What I Just Read: Coming Up For Air

This was the book I was supposed to finish on our last trip to New York, that was about a month ago. I have no excuse except that that bed was so damn comfy looking.

One can never go home again, that's what I took away Coming Up For Air by George Orwell. The first half of the books is the recounting of the dull life that was and still is George Bowling, his parents, his first sexual experience, his love for fishing, serving and not serving in WW I, and about how fat he is. This mostly boring first half of the book is almost made up by the fact that the second half is devoted to him realizing that everything he remembered and held in such high regard has either vanished, changed into something he despises or may never have existed in the first place.

Yet underneath the mundane and nostalgic life of George Bowling is a classic Orwell undertone; the haves abuse the have nots and that is never going to change.

My favorite scene in the book is when George goes with his wife to listen to a famous Anti-Fascist give a lecture.
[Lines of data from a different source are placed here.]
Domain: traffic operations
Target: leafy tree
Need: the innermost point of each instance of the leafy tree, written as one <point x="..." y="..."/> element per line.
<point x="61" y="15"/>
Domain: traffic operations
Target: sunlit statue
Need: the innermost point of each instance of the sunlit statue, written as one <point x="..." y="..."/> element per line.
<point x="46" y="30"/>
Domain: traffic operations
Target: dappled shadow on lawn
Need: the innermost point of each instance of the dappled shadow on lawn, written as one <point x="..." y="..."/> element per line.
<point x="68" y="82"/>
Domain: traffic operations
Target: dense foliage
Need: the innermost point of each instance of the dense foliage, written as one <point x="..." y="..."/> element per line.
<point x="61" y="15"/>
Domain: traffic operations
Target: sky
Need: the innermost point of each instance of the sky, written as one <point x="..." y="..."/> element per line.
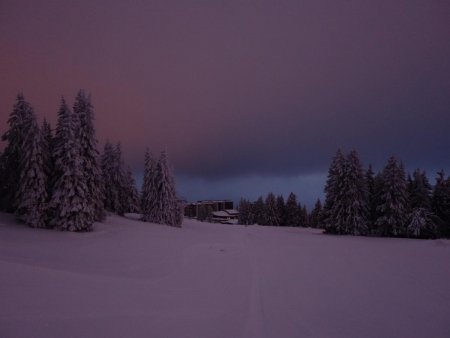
<point x="246" y="96"/>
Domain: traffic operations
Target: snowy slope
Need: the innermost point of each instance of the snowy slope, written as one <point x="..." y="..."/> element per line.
<point x="133" y="279"/>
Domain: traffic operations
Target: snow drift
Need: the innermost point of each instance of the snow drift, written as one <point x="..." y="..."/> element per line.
<point x="134" y="279"/>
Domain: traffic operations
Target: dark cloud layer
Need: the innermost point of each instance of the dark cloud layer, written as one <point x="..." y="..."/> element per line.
<point x="241" y="88"/>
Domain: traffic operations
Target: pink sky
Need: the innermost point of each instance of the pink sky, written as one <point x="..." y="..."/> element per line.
<point x="241" y="88"/>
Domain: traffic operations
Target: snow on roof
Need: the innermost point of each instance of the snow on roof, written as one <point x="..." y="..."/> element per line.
<point x="221" y="213"/>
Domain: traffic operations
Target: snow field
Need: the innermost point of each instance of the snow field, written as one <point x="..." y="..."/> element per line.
<point x="134" y="279"/>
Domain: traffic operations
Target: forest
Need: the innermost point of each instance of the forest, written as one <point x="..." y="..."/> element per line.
<point x="58" y="179"/>
<point x="360" y="202"/>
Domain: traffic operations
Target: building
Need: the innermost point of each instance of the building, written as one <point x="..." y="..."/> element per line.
<point x="227" y="216"/>
<point x="203" y="210"/>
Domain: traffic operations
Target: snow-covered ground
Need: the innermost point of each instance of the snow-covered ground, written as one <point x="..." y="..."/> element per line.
<point x="132" y="279"/>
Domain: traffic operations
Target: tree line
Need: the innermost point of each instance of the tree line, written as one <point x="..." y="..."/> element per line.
<point x="388" y="203"/>
<point x="359" y="202"/>
<point x="274" y="210"/>
<point x="60" y="180"/>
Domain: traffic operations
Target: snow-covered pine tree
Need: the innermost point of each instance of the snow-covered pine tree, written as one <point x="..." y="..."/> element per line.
<point x="355" y="197"/>
<point x="19" y="124"/>
<point x="271" y="211"/>
<point x="168" y="209"/>
<point x="107" y="165"/>
<point x="371" y="198"/>
<point x="259" y="211"/>
<point x="69" y="205"/>
<point x="304" y="218"/>
<point x="292" y="211"/>
<point x="419" y="190"/>
<point x="148" y="191"/>
<point x="32" y="188"/>
<point x="422" y="224"/>
<point x="281" y="208"/>
<point x="47" y="151"/>
<point x="114" y="180"/>
<point x="89" y="154"/>
<point x="315" y="216"/>
<point x="131" y="191"/>
<point x="245" y="212"/>
<point x="393" y="204"/>
<point x="441" y="204"/>
<point x="120" y="180"/>
<point x="333" y="187"/>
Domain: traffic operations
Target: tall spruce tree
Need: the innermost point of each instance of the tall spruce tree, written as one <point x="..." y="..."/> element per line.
<point x="355" y="197"/>
<point x="89" y="154"/>
<point x="259" y="210"/>
<point x="133" y="200"/>
<point x="292" y="211"/>
<point x="315" y="216"/>
<point x="47" y="137"/>
<point x="19" y="121"/>
<point x="281" y="208"/>
<point x="246" y="216"/>
<point x="304" y="217"/>
<point x="165" y="208"/>
<point x="333" y="188"/>
<point x="392" y="210"/>
<point x="371" y="198"/>
<point x="32" y="188"/>
<point x="441" y="204"/>
<point x="271" y="210"/>
<point x="116" y="186"/>
<point x="148" y="191"/>
<point x="69" y="204"/>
George is not that interested in the lecture because he knows Hitler is a bad man and he does not need to be told so by a man spewing hatred. The thing is George does not care what type of system is in charge be it fascists, democracy, communism or whatever, he is still going to be making a few pounds a week and have to listen to his wife complain about the price of butter. He sees the arguments between the Communists and Trotsky supporter in front of him as nothing but rearranging chairs on the Titanic. Nothing matters.

Through George, Mr. Orwell is taking note of the pre WW II political landscape and saying he really does not care for it. There is going to be a war, people are going to die, England may end up under fascist rule but in the end will anything really change? Politically of course, because if Coming Up For Air tries to prove anything it's that though many things change, most things stay the same.

Though this book was fairly boring and at times difficult to get through there are very good parts to the book. In addition to the scene at the lecture, there is an almost prophetic sequence in which George describes the London Blitz with houses reduced to rubble and for the most part all out destruction. The thing is Coming Up For Air was written in June 1939 a full year before the Battle of Britain began, a truly amazing imagination.

I have always enjoyed Orwell, but then again who does not like Animal Farm and 1984. If it was not for the fact that I read Down and Out In Paris and London and loved it I do not think I would have bothered reading Coming Up for Air. I like Orwell's bleak outlook on mankind, his pessimistic view that power undoubtedly corrupts and the greedy always vanquish those who are not. It may be bleak and glass half empty , but I enjoy it.

The book design is fairly modest, a white background with gold trimming and a neat black and white picture of a man vaulting a large puddle which Katy says looks a lot like a photo that Henri Cartier-Bresson would have taken, neat none the less. I like it despite the misleading title and the hopeful picture.

I have one other Orwell book in my possession that I have yet to read, Homage to Catalonia, which is a work of non-fiction about the Spanish Civil War, I plan on giving it a try in the near future.